7-We believe the Department should issue regulations concerning accessible free-standing equipment since this equipment is so prevalent and can be a major barrier. From the design and users perspective, it often doesn't matter if equipment is fixed or not.

8-Option 1 provides the greatest flexibility. We believe that the obligation should be for stadium style lecture halls and other assembly areas, in addition to movie theaters.

11-We support Option 1. This is a basic life-safety issue. What's considered safe and accessible under new construction should be considered as a barrier removal obligations.

13-We believe there is an important benefit requiring two-way communication systems to have audible and visual signals. This issue impacts safety. From our experience it is commonplace in new construction and major alterations to have talking devices with a light that informs that help is on the way.

14-We do not have data but believe that this requirement will allow equal access to toilet facilities for men and women who need ambulatory stalls.

15-We believe that since there are fewer "banks" of phones with the increase in cell phones, it's best to require TTYs in more situations. TTYs are necessary to ensure telecommunications accessibility.

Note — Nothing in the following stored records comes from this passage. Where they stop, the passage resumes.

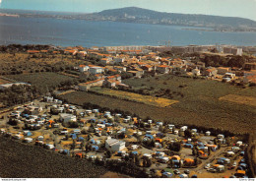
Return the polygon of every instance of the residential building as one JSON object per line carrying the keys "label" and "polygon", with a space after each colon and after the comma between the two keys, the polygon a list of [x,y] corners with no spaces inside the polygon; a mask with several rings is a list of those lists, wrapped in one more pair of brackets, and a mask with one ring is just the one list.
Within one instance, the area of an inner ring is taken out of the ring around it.
{"label": "residential building", "polygon": [[225,73],[230,72],[231,68],[229,68],[229,67],[218,67],[217,71],[218,71],[218,74],[224,75]]}
{"label": "residential building", "polygon": [[167,65],[157,66],[157,72],[160,74],[168,74],[170,72],[170,67]]}
{"label": "residential building", "polygon": [[92,66],[90,67],[89,72],[93,75],[102,74],[104,72],[104,69],[102,67]]}

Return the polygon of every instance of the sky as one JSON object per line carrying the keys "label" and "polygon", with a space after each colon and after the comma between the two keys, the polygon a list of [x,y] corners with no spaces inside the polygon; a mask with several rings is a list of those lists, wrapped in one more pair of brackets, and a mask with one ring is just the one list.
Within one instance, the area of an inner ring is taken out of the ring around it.
{"label": "sky", "polygon": [[2,9],[93,13],[136,6],[168,13],[241,17],[256,21],[256,0],[0,0]]}

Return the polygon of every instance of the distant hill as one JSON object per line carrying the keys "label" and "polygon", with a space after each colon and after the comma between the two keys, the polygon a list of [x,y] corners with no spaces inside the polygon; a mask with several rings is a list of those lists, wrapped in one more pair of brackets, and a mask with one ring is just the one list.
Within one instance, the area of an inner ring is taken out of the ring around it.
{"label": "distant hill", "polygon": [[137,7],[105,10],[93,16],[116,22],[204,27],[220,30],[256,30],[256,22],[244,18],[162,13]]}
{"label": "distant hill", "polygon": [[197,14],[164,13],[137,7],[104,10],[98,13],[70,13],[25,10],[3,10],[21,17],[78,19],[88,21],[112,21],[137,24],[173,25],[197,28],[211,28],[220,31],[256,31],[256,22],[236,17],[221,17]]}

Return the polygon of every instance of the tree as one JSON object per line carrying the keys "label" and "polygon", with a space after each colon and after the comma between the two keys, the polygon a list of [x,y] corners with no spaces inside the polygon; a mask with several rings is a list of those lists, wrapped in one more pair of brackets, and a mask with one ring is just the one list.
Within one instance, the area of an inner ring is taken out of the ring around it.
{"label": "tree", "polygon": [[211,155],[211,147],[208,147],[208,155]]}

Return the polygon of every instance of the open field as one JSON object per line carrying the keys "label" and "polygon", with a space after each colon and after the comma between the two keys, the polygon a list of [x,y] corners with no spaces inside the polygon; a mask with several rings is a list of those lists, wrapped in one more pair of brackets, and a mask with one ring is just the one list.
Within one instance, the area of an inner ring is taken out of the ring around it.
{"label": "open field", "polygon": [[256,106],[256,97],[253,97],[253,96],[227,94],[225,96],[221,97],[220,100],[226,100],[226,101],[231,101],[231,102],[235,102],[235,103]]}
{"label": "open field", "polygon": [[[256,129],[256,110],[253,106],[223,102],[218,98],[199,97],[190,102],[178,102],[171,107],[156,107],[139,102],[117,99],[85,91],[74,91],[60,98],[83,105],[85,102],[135,113],[142,118],[167,121],[178,125],[195,125],[227,130],[237,134],[251,133]],[[230,124],[231,123],[231,124]]]}
{"label": "open field", "polygon": [[167,98],[160,98],[156,96],[150,96],[150,95],[142,95],[138,93],[133,92],[127,92],[122,90],[110,90],[106,88],[93,88],[91,90],[92,91],[103,94],[103,95],[110,95],[114,96],[120,99],[126,99],[136,102],[142,102],[149,105],[154,105],[158,107],[167,107],[173,103],[178,102],[177,100],[171,100]]}
{"label": "open field", "polygon": [[[123,80],[123,83],[133,87],[134,90],[146,90],[152,95],[156,94],[156,90],[168,90],[173,99],[180,101],[187,101],[195,97],[219,98],[243,90],[242,88],[219,81],[184,78],[173,75],[160,75],[155,78],[144,79],[127,79]],[[183,96],[180,96],[180,94],[183,94]],[[164,94],[162,96],[164,97]]]}
{"label": "open field", "polygon": [[73,78],[68,76],[63,76],[57,73],[32,73],[32,74],[22,74],[22,75],[8,75],[7,78],[19,81],[30,83],[39,88],[55,88],[60,85],[62,82],[72,81]]}
{"label": "open field", "polygon": [[0,137],[0,152],[1,178],[96,178],[106,176],[107,172],[85,159],[77,160],[4,137]]}
{"label": "open field", "polygon": [[25,52],[0,53],[0,74],[20,74],[32,72],[54,72],[72,68],[80,60],[71,55],[29,54]]}

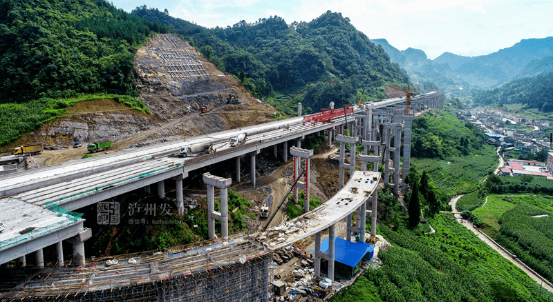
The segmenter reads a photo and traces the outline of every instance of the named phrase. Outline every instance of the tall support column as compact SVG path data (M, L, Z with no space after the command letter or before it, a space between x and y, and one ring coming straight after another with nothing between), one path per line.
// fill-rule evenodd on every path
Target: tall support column
M255 156L256 153L250 154L250 178L252 179L252 185L255 188Z
M77 266L84 265L84 242L73 243L73 262Z
M229 203L228 189L221 189L221 236L223 240L229 239Z
M207 235L209 239L215 239L215 221L221 221L221 235L223 240L229 238L229 208L227 188L232 179L224 179L211 174L203 174L203 181L207 185ZM214 188L221 189L221 212L215 211Z
M413 119L415 119L415 117L403 117L405 122L403 131L403 177L402 179L402 190L403 190L407 188L405 177L409 173L409 167L411 166L411 137Z
M178 214L182 215L185 214L185 199L182 197L182 174L179 174L175 179L176 185L177 188L177 209Z
M17 262L18 268L25 268L26 266L27 266L27 259L25 255L23 255L21 257L18 258Z
M373 192L373 209L371 212L371 236L376 236L376 210L378 205L378 190Z
M213 185L207 185L207 236L211 240L215 239L215 219L209 215L209 213L214 212L215 212L215 188Z
M288 142L282 143L282 161L288 161Z
M57 256L57 265L59 267L64 266L64 247L62 241L58 241L54 245L54 247Z
M165 198L165 181L158 181L158 196Z
M315 233L315 276L321 276L321 232Z
M351 214L346 217L346 240L351 241Z
M235 177L236 181L240 181L240 157L236 157L234 160L236 164L236 176Z
M44 267L44 254L42 249L35 252L35 265L36 268Z
M336 241L336 225L333 224L328 228L328 279L334 281L334 247Z
M359 216L361 217L361 221L359 225L355 225L359 228L359 236L361 242L365 242L365 232L366 232L366 213L367 212L367 203L364 202L361 204L360 209L360 214Z
M294 188L294 201L295 202L298 201L298 189L300 188L303 188L306 192L303 199L303 210L306 212L309 212L309 197L310 190L311 188L311 185L310 183L311 178L310 172L311 168L310 163L310 161L309 159L313 156L313 150L301 149L297 147L292 147L290 149L290 153L294 156L294 181L296 181L297 178L299 177L299 171L301 165L306 165L306 174L304 176L305 181L298 181L298 183ZM304 161L303 159L306 159L306 160Z

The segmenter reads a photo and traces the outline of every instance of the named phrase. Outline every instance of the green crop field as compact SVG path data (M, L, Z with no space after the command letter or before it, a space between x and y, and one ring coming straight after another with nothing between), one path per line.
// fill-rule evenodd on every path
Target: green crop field
M364 288L356 282L331 301L553 301L553 294L450 216L429 222L436 232L422 236L379 225L394 245L379 252L382 267L366 270Z

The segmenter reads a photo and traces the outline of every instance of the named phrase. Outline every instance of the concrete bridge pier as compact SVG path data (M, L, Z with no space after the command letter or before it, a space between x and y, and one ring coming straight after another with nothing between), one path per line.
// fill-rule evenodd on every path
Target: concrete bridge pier
M349 168L350 177L353 175L355 172L355 143L357 142L358 137L344 137L343 135L337 135L336 141L340 142L340 172L339 172L339 189L344 188L344 169ZM344 161L346 157L346 143L350 143L350 163L346 165Z
M54 250L57 259L57 266L64 266L64 247L62 241L57 241L57 243L54 245Z
M236 181L240 181L240 157L236 157L234 158L236 165L236 176L235 177Z
M232 179L224 179L210 173L203 174L203 181L207 185L207 235L209 239L215 239L215 221L221 221L221 235L223 240L229 238L229 208L227 188ZM221 212L215 211L214 188L221 189Z
M182 174L179 174L176 177L174 178L175 179L175 186L177 189L177 196L176 196L176 201L177 201L177 210L178 210L178 214L180 215L182 215L185 214L185 200L182 197L182 179L184 177Z
M165 181L158 181L158 196L165 198Z
M27 259L25 255L18 258L17 261L15 262L17 263L18 268L25 268L27 266Z
M257 152L250 154L250 175L252 181L252 185L255 188L255 156Z
M409 167L411 166L411 137L413 119L415 119L413 116L403 117L403 175L402 177L402 190L404 191L407 188L407 184L405 183L405 177L409 173Z
M41 248L35 252L35 267L44 267L44 252Z
M334 281L335 226L333 224L328 227L328 254L321 251L321 232L315 234L315 276L321 276L321 259L324 259L328 262L328 279L332 281Z
M294 200L296 202L297 202L298 188L303 188L306 192L303 199L303 210L306 212L309 212L309 197L310 197L309 192L311 188L311 184L310 183L311 181L311 177L310 175L310 172L311 170L310 159L313 156L313 150L301 149L300 148L297 148L297 147L292 147L290 149L290 154L294 156L294 161L296 163L294 166L294 175L295 175L296 177L297 177L297 176L299 175L299 168L301 167L303 161L302 159L306 159L306 175L304 177L306 181L305 182L298 181L297 185L296 185L296 188L294 189L295 192ZM294 179L294 181L295 181L296 179Z
M282 161L287 163L288 161L288 142L285 141L282 143Z

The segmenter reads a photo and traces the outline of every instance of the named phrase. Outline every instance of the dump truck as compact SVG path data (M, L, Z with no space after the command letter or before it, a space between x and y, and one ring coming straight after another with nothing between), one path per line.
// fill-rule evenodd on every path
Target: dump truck
M96 153L98 151L111 149L113 142L111 141L93 141L86 145L86 149L91 153Z
M208 111L210 111L212 109L213 109L213 107L214 107L213 105L209 105L208 106L200 107L200 109L202 110L202 113L205 113L205 112L207 112Z
M37 145L27 145L17 147L12 151L12 155L17 157L26 157L29 155L37 155L44 150L41 143Z
M213 152L213 144L209 143L197 143L191 146L185 145L180 148L179 153L182 157L192 156L201 156Z
M247 137L247 134L246 133L241 133L238 134L236 137L230 139L230 146L236 147L238 145L243 144L246 141Z
M271 203L272 203L272 195L269 195L265 197L263 203L261 205L261 208L259 210L259 216L261 217L269 217L269 210L271 209Z

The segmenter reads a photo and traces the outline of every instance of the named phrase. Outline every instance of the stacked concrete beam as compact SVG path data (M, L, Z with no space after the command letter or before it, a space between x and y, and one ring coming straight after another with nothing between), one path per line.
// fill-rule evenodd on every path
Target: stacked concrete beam
M203 174L203 181L207 185L207 234L215 239L215 221L221 221L221 235L223 240L229 239L229 206L227 188L232 179L224 179L209 172ZM221 212L215 211L215 190L221 189Z
M307 179L307 182L303 183L301 181L298 181L297 185L296 185L294 190L294 200L297 202L298 199L298 188L303 188L306 190L306 195L303 199L303 209L306 212L309 212L309 197L310 194L309 192L311 189L311 176L310 175L310 165L311 165L311 157L313 157L313 150L306 150L306 149L301 149L301 148L298 147L292 147L290 148L290 154L295 157L296 160L296 165L294 166L294 174L296 175L297 177L299 175L299 167L301 165L302 159L307 159L307 170L306 171L306 179ZM294 181L296 181L296 179L294 179Z
M344 188L344 169L346 168L350 170L350 177L353 175L355 171L355 143L357 142L358 138L357 137L344 137L343 135L337 135L336 141L340 143L340 172L339 172L339 189ZM350 144L350 163L346 164L346 144Z

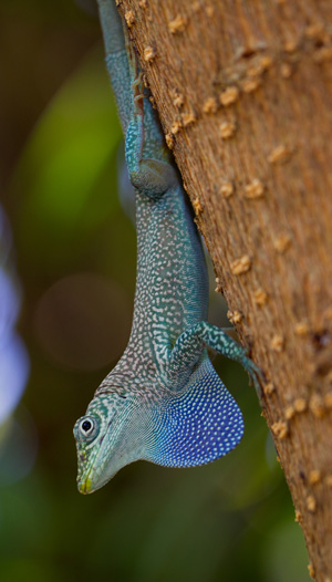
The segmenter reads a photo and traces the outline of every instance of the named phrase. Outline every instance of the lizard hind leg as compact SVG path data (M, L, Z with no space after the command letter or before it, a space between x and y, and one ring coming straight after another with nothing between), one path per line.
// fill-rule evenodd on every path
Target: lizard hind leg
M144 125L141 115L134 114L126 133L126 163L134 188L152 199L158 199L177 181L174 168L166 162L142 158Z
M145 457L166 467L195 467L222 457L243 434L243 418L206 357L185 391L172 394L157 413L154 446Z

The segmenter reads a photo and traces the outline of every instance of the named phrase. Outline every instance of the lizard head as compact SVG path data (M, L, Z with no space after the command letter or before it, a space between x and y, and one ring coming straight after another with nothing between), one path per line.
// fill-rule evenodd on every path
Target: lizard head
M135 392L107 389L93 398L74 426L81 493L100 489L122 467L142 458L145 413Z

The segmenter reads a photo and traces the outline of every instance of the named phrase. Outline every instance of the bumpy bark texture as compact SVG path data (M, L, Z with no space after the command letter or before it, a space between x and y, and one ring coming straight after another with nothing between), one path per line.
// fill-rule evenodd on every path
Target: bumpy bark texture
M332 581L332 3L123 0L261 404Z

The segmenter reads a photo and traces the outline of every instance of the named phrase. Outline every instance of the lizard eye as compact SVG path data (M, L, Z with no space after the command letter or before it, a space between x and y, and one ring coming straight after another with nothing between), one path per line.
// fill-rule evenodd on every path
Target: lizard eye
M77 426L77 436L80 440L93 440L100 432L98 423L96 418L92 418L92 416L84 416L80 422Z

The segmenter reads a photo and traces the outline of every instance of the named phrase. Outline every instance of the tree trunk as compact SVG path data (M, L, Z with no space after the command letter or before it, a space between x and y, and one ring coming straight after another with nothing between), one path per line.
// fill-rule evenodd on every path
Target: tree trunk
M332 581L332 2L123 0L310 554Z

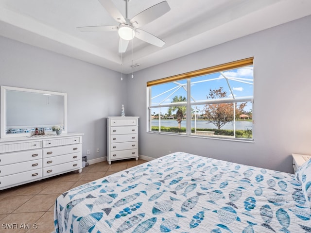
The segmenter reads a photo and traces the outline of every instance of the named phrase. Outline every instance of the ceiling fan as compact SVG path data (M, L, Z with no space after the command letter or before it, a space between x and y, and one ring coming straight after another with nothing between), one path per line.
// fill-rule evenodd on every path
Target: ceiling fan
M81 32L111 32L117 31L120 36L119 52L126 51L129 41L134 36L152 45L162 47L165 42L138 28L156 19L168 12L171 8L166 1L164 1L142 11L131 19L127 17L127 2L125 0L125 17L110 0L98 0L117 22L119 26L92 26L77 28Z

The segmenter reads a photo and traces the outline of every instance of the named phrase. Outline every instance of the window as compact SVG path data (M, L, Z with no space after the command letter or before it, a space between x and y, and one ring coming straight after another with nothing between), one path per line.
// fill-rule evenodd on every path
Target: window
M148 131L252 140L253 61L148 82Z

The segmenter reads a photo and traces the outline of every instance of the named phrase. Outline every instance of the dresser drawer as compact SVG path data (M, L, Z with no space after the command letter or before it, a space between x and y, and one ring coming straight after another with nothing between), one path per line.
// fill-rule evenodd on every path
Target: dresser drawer
M0 177L0 188L37 180L42 177L42 168Z
M0 153L41 148L41 141L8 143L0 145Z
M119 142L111 143L110 150L112 151L122 150L136 149L137 148L138 142Z
M137 149L110 152L110 158L111 160L123 159L127 158L135 158L137 157L138 157Z
M27 151L0 154L0 166L16 163L35 160L42 158L42 150L35 150Z
M136 133L138 132L138 126L114 127L110 129L111 135L129 134Z
M138 125L138 119L111 119L109 126L126 126L129 125Z
M81 144L69 145L63 147L52 147L43 149L43 158L76 153L81 151Z
M43 167L43 177L54 175L57 173L64 173L68 171L77 170L82 168L81 160L59 164L48 167Z
M112 135L110 136L110 142L115 143L116 142L134 142L138 140L138 134L121 134Z
M42 159L0 166L0 177L42 167Z
M69 162L81 160L80 153L74 153L73 154L59 155L43 159L43 167L53 166L58 164L68 163Z
M80 143L80 137L64 137L44 140L43 147L51 147Z

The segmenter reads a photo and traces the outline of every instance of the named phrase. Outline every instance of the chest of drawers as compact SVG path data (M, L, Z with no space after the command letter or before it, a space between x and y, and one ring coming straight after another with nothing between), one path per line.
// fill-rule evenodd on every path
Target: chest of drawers
M0 139L0 190L82 168L82 133Z
M107 161L135 158L138 160L138 116L107 119Z

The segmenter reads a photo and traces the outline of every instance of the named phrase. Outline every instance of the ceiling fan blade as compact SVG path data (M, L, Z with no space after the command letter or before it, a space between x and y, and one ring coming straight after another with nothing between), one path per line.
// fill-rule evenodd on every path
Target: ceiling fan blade
M77 28L80 32L112 32L118 31L116 26L90 26Z
M137 33L135 33L136 37L149 44L158 47L162 47L165 44L165 42L161 39L141 29L136 29L136 32Z
M134 24L136 28L139 28L157 19L170 11L170 10L171 8L167 1L164 1L136 15L130 21Z
M125 52L129 40L123 40L121 37L119 40L119 52Z
M125 19L120 11L110 0L98 0L115 20L120 23L125 22Z

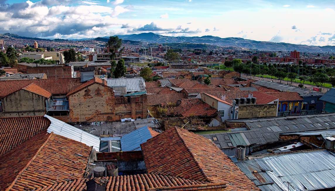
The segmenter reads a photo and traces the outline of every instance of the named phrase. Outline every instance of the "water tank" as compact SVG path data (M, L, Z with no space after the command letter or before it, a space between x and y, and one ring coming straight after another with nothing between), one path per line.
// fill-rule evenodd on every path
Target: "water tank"
M107 165L107 175L108 176L117 176L119 175L118 166L114 164Z
M247 102L247 99L245 98L241 98L240 100L240 104L245 104Z
M251 98L247 98L247 103L246 104L250 104L251 103Z
M235 101L236 101L236 105L239 105L240 104L240 98L235 98Z
M96 167L93 169L94 177L104 177L105 176L105 168L103 167Z
M246 157L246 146L237 145L235 147L235 155L238 160L244 160Z

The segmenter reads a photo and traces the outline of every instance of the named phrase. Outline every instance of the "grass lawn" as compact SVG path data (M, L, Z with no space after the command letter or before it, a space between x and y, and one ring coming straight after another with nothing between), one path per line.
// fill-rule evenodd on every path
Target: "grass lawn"
M267 78L272 78L272 79L277 79L277 78L276 77L275 77L274 76L273 76L273 75L256 75L256 76L259 76L259 77L263 76L263 77L267 77ZM288 79L288 81L289 81L289 82L291 81L290 80L290 79ZM287 78L285 77L285 78L284 78L284 79L282 80L281 81L287 81ZM293 80L292 81L293 82L297 82L297 83L300 83L300 80L299 79L295 79ZM305 84L309 84L309 85L315 85L315 83L312 83L312 82L311 82L310 81L304 81L304 83ZM324 84L323 83L322 85L321 85L320 87L321 87L321 86L323 87L324 85L324 86L325 86L325 87L328 87L328 88L331 88L332 87L333 87L332 86L332 84L331 84L330 83L325 83Z
M209 130L208 131L198 131L193 132L198 135L206 135L207 134L212 134L213 133L225 133L226 132L230 132L230 131L225 131L225 130Z

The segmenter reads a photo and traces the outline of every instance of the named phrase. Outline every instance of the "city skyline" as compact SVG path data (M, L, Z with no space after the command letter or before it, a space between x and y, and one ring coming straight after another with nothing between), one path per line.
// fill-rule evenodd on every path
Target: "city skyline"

19-We believe that accessible guestrooms should provide equal or greater vanity counter space - this is a basic, equal access, equal opportunity issue. In fact a person with a disability is likely to have greater need for a place to put items close by than someone without a disability.
General Comments
We would like to see "safe harbor" status apply under Title II to program accessibility, under both Titles II and III to alterations and path of travel obligations as well as readily achievable barrier removal obligations under Title III. If a Title II entity conducted a self- evaluation, developed a transition plan and removed barriers by January 1995 as required under the Title II regulations, the entity should not be required to redo the process with new Standards. Same for alterations that were done under a legitamite standard.